Well, I must say that I still don’t understand all the brouhaha.
Even though I was in the finest of company — paperback incarnations of three of my best friends (David Sedaris, Fran Leibowitz, and Dorothy Parker); my cell phone (turned on to actively avoid all calls should anyone actually be foolish enough to call during the day when they know I’m ever so busy avoiding human contact); my digital camera (in the event I was feeling particularly sparky and adorable and wished to commemorate my experience to prove to a suspicious public that I do sometimes venture outside); one small notebook and one larger one; a favorite pen; a spritely, entirely too colorful beach towel that I would smack for its perkiness if it somehow “morphed” into human form; broken pieces of a Happy Herbert’s extra dark pretzel; and, yes, my dearest and bestest friendest of all, a large, sexy glass of iced coffee, complete with clinky spoon — I still couldn’t fully engage myself in the business of being outside, and spent most of my time wondering how much longer I had to spend there before I could consider my attempt a valiant one.
As it turns out, valiance takes only an hour. Tops.
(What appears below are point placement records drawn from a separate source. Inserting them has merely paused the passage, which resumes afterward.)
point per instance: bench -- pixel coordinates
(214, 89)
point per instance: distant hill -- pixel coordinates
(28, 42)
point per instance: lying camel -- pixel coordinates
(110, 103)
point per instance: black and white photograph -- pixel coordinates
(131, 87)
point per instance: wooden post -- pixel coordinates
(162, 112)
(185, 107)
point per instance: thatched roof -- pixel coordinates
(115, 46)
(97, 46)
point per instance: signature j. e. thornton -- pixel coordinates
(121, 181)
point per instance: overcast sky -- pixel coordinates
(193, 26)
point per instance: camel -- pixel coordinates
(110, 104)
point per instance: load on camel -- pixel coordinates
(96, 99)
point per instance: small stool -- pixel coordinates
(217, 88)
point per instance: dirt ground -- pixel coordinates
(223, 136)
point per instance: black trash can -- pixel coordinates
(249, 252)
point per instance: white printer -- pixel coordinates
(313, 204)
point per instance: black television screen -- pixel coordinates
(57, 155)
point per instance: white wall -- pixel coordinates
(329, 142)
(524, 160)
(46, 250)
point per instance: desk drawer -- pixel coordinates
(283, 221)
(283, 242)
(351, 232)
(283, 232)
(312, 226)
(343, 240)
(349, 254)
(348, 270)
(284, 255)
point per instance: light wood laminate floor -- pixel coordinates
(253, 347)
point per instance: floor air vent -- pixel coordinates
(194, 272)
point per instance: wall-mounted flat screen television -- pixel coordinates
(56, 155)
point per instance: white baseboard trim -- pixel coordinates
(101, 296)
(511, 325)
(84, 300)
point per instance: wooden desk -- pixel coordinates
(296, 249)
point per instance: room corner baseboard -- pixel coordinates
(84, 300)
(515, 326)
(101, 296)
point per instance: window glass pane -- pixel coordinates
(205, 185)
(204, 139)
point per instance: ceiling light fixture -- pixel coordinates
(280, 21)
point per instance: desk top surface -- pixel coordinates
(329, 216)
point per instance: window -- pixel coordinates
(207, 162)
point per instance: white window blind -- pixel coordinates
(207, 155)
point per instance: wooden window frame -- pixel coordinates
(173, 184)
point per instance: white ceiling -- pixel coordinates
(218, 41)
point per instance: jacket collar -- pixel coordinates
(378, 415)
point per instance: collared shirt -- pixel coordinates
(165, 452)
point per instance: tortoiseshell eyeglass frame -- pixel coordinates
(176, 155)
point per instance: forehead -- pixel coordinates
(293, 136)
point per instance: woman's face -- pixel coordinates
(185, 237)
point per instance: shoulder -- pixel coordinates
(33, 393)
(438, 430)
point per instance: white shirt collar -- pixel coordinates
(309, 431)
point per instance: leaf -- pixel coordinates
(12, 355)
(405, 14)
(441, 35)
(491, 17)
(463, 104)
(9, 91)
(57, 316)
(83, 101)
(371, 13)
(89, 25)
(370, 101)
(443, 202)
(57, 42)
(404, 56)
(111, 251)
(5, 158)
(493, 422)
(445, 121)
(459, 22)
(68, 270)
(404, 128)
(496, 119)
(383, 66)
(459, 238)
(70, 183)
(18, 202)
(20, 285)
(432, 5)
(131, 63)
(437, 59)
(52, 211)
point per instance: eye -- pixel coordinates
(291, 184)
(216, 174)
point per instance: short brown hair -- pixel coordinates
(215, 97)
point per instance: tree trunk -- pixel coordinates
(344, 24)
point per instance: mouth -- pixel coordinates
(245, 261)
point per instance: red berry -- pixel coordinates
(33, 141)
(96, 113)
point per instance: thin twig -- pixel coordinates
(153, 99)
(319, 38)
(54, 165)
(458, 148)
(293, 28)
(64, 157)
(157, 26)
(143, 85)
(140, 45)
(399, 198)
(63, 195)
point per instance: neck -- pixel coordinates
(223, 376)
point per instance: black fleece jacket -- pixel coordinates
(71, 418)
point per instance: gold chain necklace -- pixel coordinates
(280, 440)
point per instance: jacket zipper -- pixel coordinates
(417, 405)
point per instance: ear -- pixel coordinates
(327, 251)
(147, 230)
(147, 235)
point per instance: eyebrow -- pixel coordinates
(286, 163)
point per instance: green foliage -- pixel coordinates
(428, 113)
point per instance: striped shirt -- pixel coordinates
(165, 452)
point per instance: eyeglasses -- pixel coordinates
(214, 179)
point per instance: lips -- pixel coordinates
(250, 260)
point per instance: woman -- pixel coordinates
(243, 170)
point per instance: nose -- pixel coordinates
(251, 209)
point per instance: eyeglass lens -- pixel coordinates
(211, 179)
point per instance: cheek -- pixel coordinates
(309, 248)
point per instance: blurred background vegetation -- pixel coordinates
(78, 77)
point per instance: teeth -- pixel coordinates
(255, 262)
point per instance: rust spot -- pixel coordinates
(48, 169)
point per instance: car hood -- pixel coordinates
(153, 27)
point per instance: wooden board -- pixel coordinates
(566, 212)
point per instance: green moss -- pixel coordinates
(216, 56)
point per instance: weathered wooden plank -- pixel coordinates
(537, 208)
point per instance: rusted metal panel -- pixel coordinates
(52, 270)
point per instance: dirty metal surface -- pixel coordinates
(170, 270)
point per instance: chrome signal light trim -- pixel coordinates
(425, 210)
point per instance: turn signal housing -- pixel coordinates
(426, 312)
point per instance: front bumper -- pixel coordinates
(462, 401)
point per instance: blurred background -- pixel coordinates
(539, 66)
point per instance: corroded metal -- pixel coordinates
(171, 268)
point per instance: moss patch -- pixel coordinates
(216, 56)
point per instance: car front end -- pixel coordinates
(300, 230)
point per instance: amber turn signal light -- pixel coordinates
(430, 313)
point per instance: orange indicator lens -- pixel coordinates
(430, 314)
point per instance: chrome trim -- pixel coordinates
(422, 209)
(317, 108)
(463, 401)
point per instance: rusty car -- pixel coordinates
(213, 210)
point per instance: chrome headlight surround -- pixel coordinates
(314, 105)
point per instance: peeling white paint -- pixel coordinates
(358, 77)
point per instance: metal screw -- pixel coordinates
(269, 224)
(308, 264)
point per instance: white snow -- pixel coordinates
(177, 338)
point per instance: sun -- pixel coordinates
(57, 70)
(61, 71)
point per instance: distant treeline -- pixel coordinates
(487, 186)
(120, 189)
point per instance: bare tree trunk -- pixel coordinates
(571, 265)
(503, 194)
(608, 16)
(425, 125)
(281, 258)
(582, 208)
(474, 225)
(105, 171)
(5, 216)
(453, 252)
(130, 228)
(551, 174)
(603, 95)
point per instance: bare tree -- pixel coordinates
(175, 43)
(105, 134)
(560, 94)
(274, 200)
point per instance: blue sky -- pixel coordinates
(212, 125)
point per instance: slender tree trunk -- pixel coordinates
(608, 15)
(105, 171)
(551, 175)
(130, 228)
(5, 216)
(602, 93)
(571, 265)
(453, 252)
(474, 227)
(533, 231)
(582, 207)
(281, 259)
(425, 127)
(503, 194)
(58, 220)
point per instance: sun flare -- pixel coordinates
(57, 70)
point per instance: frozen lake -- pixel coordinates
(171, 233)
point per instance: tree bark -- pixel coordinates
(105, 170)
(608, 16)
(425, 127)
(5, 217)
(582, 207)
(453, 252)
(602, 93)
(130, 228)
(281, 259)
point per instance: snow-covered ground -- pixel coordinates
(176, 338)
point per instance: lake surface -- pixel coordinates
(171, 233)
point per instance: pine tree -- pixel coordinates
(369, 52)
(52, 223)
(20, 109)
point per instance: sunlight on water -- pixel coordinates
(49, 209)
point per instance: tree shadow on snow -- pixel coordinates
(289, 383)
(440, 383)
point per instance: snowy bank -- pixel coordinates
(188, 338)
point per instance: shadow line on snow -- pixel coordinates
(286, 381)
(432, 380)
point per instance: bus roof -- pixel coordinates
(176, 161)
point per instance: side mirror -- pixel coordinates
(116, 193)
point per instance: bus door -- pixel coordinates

Yes, an hour was about as long as I could stand knowing that, 59 minutes earlier, my tender, shapely bare foot had made contact with a particularly obstinate piece of old chewing gum that would, 61 minutes later, compel me to stand in the bathtub, fully dressed (if yoga pants and a tank top constitute full dress, which, believe me, does, when you’re spending 23 hours indoors), in order to remove not only it but a considerable accumulation of delightful roof filth. True, I could have worn my kicky little slides to prevent any such occurrence, but hey, I’d felt extraordinarily footloose and fancy-free and had decided to play bohemian roof reader, knowing, of course, that such a departure from my real “self” would result in my saying, “Never again”.
So here I am, back inside, safe and sound, among the same friends who accompanied me to the roof. A phone call to return. Coffee to swill. Clean feet. And perhaps a little tan.
At the very least, however, I reacquainted myself with Fran, whom I befriended many years ago, and who reminded me, once again, why she deserves to be placed on the pedestal that is my desk, along with my vaunted iced coffee:
All God’s children are not beautiful. Most of God’s children are, in fact, barely presentable. The most common error made in matters of appearance is the belief that one should disdain the superficial and let the true beauty of one’s soul shine through. If there are places on your body where this is a possibility, you are not attractive — you are leaking.
I am in exceedingly good company.
P.S. For those of you who had hoped I’d include the Bette Midler song that contains the words in the title of this entry, well, I suggest you jump off the roof I just vacated. Thank you.